The Third Meeting of the Special Committee was held on 1 June 1973 and was devoted for the most part to a preliminary examination of the biographical data of the individuals whose names had been submitted. At this meeting agreement was reached that all the biographical data would be examined by each member of the Special Committee in order to be better prepared for discussion of the screening reports of the Faculty Senate Committee and the Student Committee at the next meeting of the Special Committee.

The Fourth Meeting of the Special Committee was held on 12 June 1973. At this meeting, and after an extensive examination of those individuals who had been placed on the preferred list by the Faculty Senate Committee and the Student Committee, the Special Committee tentatively reduced the number of persons on the preferred list to ten.

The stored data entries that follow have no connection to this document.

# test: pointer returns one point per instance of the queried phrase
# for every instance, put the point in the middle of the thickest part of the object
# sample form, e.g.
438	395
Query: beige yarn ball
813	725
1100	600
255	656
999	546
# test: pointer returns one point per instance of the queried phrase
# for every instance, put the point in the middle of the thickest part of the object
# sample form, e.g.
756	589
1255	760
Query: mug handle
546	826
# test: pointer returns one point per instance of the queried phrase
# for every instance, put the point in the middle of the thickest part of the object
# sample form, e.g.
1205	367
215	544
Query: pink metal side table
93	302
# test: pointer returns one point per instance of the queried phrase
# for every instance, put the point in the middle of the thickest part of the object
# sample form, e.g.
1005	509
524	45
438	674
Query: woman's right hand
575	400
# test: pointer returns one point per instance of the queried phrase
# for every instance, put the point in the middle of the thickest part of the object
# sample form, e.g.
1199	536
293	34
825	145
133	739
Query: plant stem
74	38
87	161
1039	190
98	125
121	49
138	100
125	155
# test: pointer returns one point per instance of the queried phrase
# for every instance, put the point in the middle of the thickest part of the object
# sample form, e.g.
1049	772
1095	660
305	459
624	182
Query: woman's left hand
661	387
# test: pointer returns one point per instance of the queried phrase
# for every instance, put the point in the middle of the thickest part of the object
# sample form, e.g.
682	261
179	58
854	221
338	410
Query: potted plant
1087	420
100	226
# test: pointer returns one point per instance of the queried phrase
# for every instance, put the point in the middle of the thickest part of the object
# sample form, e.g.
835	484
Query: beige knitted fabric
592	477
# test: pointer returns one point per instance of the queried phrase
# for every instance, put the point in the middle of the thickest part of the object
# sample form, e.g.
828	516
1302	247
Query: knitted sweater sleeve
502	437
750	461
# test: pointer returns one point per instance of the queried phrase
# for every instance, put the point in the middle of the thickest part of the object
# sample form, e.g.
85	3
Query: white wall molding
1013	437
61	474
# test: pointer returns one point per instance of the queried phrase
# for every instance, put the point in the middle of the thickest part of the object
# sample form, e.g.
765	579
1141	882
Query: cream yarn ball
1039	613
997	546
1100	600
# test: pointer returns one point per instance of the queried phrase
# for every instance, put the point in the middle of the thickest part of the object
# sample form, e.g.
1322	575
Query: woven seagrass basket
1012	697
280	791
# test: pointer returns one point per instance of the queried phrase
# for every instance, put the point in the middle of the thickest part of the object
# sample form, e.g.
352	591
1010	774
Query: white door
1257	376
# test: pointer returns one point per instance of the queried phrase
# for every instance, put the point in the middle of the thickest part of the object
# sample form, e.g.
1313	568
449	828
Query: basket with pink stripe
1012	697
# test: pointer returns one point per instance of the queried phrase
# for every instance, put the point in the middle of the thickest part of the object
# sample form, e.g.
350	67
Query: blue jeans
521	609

Also, the Student Committee, which had included fourteen names on its list in comparison with the twenty names submitted by the Faculty Senate Committee, was asked to expand the number of names above the original fourteen. Six additional names, though not without reservations, were submitted by two members of the Student Committee on 18 June 1973.

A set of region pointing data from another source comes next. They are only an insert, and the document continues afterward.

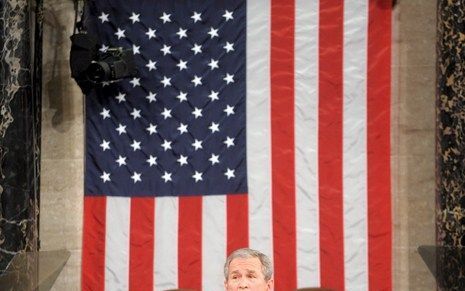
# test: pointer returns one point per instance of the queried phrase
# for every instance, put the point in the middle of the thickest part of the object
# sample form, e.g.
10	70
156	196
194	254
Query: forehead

The expanded list of names occupied the attention of the Special Committee at its Fifth Meeting on 18 July 1973. The list was examined in depth and was reduced to six individuals who resided in different parts of the country. After discussion, it was decided that preliminary interviews of these six individuals would be conducted by teams consisting of two members of the Special Committee. Four of the six individuals were accorded such an interview. A fifth person was interviewed in Washington, D. C. The sixth person declined an interview because of his wish to retire from a current academic administrative assignment to return to full-time teaching and research. One person from out of state came to Charlottesville for a view of the University and the community. Of the five individuals given a preliminary interview, three were invited to attend the next meeting of the Special Committee.

These three individuals appeared separately before the Special Committee at its Sixth Meeting on 14 August 1973. An entire day was devoted to these three interviews. At the conclusion of the interviews, the Special Committee agreed to propose a nominee at its next meeting.

The Seventh Meeting of the Special Committee was held on 5 September 1973. Early in this meeting it was decided to reduce the number of persons under consideration to two. The merits of these two individuals were again considered after which a poll of the Special Committee was conducted by secret ballot. The result was a unanimous vote to propose to the Board of Visitors the nominee we shall shortly present and to ask that the Special Committee, having completed its labors, be discharged.

Our decision has by no means been an easy one; members of the Special Committee have spoken on a number of occasions during our deliberations of the special kind of agony involved in making its selection. Nevertheless, guided most helpfully by the reports of the Faculty Senate Committee and the Student Committee and by views expressed to us by members of the University community, we now come to the Board of Visitors with the nominee whom we hope will be elected as the fifth President of the University in a lineage of office previously and presently graced by Presidents Edwin A. Alderman, John Lloyd Newcomb, Colgate W. Darden, Jr., and Edgar F. Shannon, Jr.